General information: The SALSA MLPA Probemix P048-C3 LMNA/MYOT/ZMPSTE24 is a research use only (RUO) assay for the detection of deletions or duplications in the LMNA, MYOT, CAV3 and ZMPSTE24 genes, which is associated with Laminopathies.

Laminopathies have emerged as clinically heterogeneous genetic disorders due to mutations in lamins or lamin-associated proteins. Lamins are structural protein components of the nuclear lamina, a protein network underlying the inner nuclear membrane that determines nuclear shape and size. The lamins constitute a class of intermediate filaments. Three types of lamins, A, B, and C, have been described in mammalian cells.

Laminopathies regroup at least eight distinct diseases, belonging to the groups of skeletal and/or cardiac muscular dystrophies, axonal neuropathies, premature ageing syndromes and familial lipodystrophies. These diseases, such as Emery-Dreifuss muscular dystrophy, Hutchinson-Gilford progeria syndrome and limb-girdle muscular dystrophy type 1B (LGMD1B), result from alterations in the LMNA gene, encoding type A-lamins.
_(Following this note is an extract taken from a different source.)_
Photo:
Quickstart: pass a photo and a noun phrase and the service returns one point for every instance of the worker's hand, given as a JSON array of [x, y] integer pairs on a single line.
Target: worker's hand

Pathophysiological mechanisms explaining how mutations in a unique gene could lead to such various phenotypes are still unknown, but probably involve alterations in cellular mechanical stress responses, in gene expression, and/or in post-translational maturation of lamin A. One gene that is involved in the post-translational processing of lamin A precursor is ZMPSTE24 (also known as FACE1 in human). Loss of function of the ZMPSTE24 gene and accumulation of precursor lamin A has been correlated with restrictive dermopathy (RD).
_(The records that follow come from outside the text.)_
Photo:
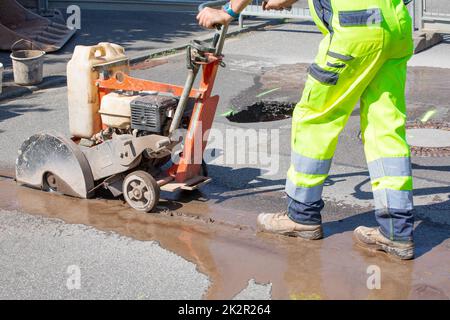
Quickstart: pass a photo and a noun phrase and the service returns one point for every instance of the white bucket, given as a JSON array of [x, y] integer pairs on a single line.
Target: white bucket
[[1, 77]]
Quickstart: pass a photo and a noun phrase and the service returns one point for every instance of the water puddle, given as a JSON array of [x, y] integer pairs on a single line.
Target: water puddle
[[297, 269]]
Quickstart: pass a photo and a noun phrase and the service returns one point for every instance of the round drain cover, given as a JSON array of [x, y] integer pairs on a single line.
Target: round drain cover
[[428, 137]]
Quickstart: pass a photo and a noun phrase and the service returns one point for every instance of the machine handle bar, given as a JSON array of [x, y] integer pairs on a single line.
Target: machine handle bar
[[212, 4]]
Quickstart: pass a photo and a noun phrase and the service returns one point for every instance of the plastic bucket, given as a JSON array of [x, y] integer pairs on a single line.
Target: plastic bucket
[[1, 77], [28, 66]]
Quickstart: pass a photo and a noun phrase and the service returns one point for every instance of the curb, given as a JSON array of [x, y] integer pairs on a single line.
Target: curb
[[19, 91]]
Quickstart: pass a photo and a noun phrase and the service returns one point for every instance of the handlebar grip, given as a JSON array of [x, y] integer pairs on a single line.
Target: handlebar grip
[[212, 4]]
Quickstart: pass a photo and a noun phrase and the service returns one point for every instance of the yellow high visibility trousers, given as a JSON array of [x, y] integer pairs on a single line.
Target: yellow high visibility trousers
[[362, 56]]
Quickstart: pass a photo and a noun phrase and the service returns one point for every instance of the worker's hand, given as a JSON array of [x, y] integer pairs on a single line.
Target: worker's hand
[[210, 17], [277, 4]]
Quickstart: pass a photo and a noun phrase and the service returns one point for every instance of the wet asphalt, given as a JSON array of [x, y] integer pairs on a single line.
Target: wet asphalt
[[264, 65]]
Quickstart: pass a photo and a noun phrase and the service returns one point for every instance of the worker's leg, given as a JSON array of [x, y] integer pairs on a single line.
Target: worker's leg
[[383, 118], [333, 87], [348, 59]]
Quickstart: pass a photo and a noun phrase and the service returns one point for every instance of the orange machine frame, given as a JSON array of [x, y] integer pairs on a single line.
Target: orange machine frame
[[202, 114]]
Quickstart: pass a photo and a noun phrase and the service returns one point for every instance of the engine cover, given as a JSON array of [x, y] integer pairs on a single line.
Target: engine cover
[[149, 112]]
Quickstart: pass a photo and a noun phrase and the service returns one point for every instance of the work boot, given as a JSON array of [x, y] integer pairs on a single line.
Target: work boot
[[371, 238], [280, 223]]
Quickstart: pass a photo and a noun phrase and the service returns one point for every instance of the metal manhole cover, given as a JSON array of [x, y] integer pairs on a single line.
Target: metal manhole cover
[[429, 139]]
Mutations in the MYOT gene are associated with LGMD1A and myofibrillar myopathies. Mutations in the CAV3 gene are associated with LGMD1C.

The LMNA gene (12 exons), spans ~25.4 kb of genomic DNA and is located on 1q22, ~156 Mb from the p-telomere. The ZMPSTE24 gene (10 exons), spans ~36 kb of genomic DNA and is located on 1p34.2, ~40 Mb from the p-telomere. The MYOT gene (10 exons), spans ~20 kb of genomic DNA and is located on chromosome 5q31.2, ~138 Mb from the p-telomere. The CAV3 gene (2 exons), spans ~13 kb of genomic DNA and is located on chromosome 3p25.3, ~8.8 Mb from the p-telomere.

More information is available at https://www.ncbi.nlm.nih.gov/books/NBK304462/.

Probemix content: The SALSA MLPA Probemix P048-C3 LMNA/MYOT/ZMPSTE24 contains 44 MLPA probes with amplification products between 131 and 463 nucleotides (nt). The P048-C3 probemix contains probes for all 12 exons of the LMNA gene. Two probes are present for exon 1. This probemix furthermore contains probes for all exons of the ZMPSTE24, MYOT and CAV3 genes. In addition, nine reference probes are included that detect autosomal chromosomal locations. Complete probe sequences and the identity of the genes detected by the reference probes are available online (www.mlpa.com).

This probemix contains nine quality control fragments generating amplification products between 64 and 105 nt: four DNA Quantity fragments (Q-fragments), two DNA Denaturation fragments (D-fragments), one Benchmark fragment, and one chromosome X and one chromosome Y-specific fragment. More information on how to interpret observations on these control fragments can be found in the MLPA General Protocol and online at www.mlpa.com.